Der aus Reps/Rupea stammende Claudiu Florian, Direktor des Rumänischen Kulturinstituts Berlin „Titu Maiorescu“, der die ehemalige Russlanddeportierte Inge Weiss durch einige Begegnungen in Reps kannte, übermittelte ihren Namen über die Kunsthistorikerin Dr. Heinke Fabritius an den Fotografen Marc Schroeder, der dann Inge Weiss in Oberbayern aufsuchte und für das Zeitzeugen-Projekt gewinnen konnte.

Rumänien als Ausgangsbasis für die Ausstellung

Die Zeitzeugenporträts in Form von Fotografien und Videofilmen des Luxemburger Fotografen Marc Schroeder entstanden in Rumänien während mehrerer Reisen zwischen 2012 und 2015. Sie dokumentieren Erinnerungen und Gespräche mit hochbetagten Menschen, die Opfer der Deportationen wurden. Sie erzählen von ihrem persönlichen Umgang mit erlittenen Traumata und den bedrückenden Aspekten „kollektiver Schuld“.
Noch in diesem Jahr soll die Dokumentation der Erinnerungen der Deportierten von Marc Schroeder als Buchform erscheinen.
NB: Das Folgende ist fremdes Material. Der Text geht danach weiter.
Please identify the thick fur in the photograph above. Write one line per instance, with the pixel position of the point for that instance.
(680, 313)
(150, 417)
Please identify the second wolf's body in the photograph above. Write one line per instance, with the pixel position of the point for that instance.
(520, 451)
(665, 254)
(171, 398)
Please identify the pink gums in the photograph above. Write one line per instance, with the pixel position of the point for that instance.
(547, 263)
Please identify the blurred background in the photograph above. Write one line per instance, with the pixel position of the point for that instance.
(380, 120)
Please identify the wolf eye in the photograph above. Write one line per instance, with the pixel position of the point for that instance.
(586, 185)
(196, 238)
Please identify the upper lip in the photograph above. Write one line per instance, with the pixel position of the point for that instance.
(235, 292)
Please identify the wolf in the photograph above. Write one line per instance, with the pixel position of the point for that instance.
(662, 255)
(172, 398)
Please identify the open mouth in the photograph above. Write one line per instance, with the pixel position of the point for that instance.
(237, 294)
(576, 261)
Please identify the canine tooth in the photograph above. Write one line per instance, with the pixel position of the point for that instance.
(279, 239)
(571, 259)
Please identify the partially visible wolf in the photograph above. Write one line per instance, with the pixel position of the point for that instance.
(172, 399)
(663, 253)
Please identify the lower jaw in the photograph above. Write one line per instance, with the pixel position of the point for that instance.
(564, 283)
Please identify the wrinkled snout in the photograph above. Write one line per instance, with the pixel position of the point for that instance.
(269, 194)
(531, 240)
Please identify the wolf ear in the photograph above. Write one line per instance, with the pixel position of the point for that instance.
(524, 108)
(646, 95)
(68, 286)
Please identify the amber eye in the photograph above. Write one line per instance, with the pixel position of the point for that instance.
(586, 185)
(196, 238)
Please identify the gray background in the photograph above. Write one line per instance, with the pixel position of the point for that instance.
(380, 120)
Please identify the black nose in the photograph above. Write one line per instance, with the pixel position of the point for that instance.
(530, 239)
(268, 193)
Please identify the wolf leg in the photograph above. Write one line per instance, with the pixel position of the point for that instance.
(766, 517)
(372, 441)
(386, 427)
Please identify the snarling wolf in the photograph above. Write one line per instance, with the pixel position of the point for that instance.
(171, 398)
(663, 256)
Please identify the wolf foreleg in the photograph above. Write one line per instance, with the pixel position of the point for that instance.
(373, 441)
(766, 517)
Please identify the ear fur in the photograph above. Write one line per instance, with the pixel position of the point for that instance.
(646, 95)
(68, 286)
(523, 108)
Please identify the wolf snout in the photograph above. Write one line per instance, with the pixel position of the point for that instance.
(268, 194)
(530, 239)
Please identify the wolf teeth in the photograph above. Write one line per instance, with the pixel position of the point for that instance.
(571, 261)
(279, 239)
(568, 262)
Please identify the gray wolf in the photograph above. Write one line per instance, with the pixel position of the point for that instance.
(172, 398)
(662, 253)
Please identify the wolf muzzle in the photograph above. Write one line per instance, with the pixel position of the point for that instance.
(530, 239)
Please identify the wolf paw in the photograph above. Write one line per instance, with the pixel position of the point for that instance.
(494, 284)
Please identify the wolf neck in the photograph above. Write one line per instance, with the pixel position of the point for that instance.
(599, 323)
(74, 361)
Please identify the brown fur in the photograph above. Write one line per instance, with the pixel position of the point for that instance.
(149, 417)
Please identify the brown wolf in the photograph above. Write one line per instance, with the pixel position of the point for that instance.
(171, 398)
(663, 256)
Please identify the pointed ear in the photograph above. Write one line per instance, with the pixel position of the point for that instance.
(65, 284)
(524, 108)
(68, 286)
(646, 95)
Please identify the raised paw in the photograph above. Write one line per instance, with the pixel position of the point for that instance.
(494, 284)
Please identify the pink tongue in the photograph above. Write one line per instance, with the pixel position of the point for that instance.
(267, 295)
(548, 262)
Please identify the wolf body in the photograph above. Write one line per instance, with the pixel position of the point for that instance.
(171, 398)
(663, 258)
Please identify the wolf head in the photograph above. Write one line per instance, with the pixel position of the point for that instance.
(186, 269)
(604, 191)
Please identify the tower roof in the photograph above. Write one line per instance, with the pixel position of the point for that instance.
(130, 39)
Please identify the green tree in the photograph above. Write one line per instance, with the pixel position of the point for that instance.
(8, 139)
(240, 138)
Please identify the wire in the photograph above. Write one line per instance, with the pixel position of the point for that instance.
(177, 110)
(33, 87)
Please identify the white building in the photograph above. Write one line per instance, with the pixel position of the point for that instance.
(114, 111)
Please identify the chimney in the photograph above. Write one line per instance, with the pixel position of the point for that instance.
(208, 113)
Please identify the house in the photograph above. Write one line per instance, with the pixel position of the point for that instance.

Titel des Buches: „ORDER 7161“.
Die Initialzündung für die Planung des Berliner Ausstellungsprojektes für Januar 2020 erfolgte auf der Leipziger Buchmesse 2018, als Rumänien als „Gastland der Leipziger Buchmesse 2018“ mit zahlreichen Neuerscheinungen sowie international bekannten rumänischen oder aus Rumänien stammenden Autoren brillierte und in einer Ausstellung einige Fotografien, die jetzt in der Berliner Ausstellung zu sehen sind, unter dem Motto „An der Hoffnung festhalten“ erstmals präsentiert wurden. 

Siebenbürgische Zeitzeugen berichten

„Wir leben, bewusst oder unbewusst, direkt oder indirekt, in den Spätfolgen des Zweiten Weltkrieges. Die letzten Generationen, die jene furchtbare Zeit miterlebt haben, sind im Begriff, das Zeitliche zu segnen. Von daher, 75 Jahre nach Kriegsende, ist es ratsam, denjenigen, die noch aus unmittelbarem Geschehen darüber berichten können, aufmerksam zuzuhorchen“, so die Ankündigung des Zeitzeugen-Gesprächs des RKI-Direktors Claudiu Florian mit der ehemaligen Russlanddeportierten Inge Weiss.
Inge Weiss, in Kronstadt geborene Siebenbürger Sächsin, verbrachte eine glückliche Kindheit und Jugendzeit in Reps – bis sich ihr Schicksal durch die Deportation am 22. Januar 1945 mit der Abfahrt des Zuges ab dem Repser Bahnhof schlagartig zum Schlimmen wendete. Sie steht stellvertretend für jene Generation von Deutschen, die die Folgen des Krieges und der Ideologien, im Namen derer die Zerstörung ihren Lauf nahm, tragen mussten. Später wanderten die meisten von ihnen aus Rumänien nach Deutschland aus.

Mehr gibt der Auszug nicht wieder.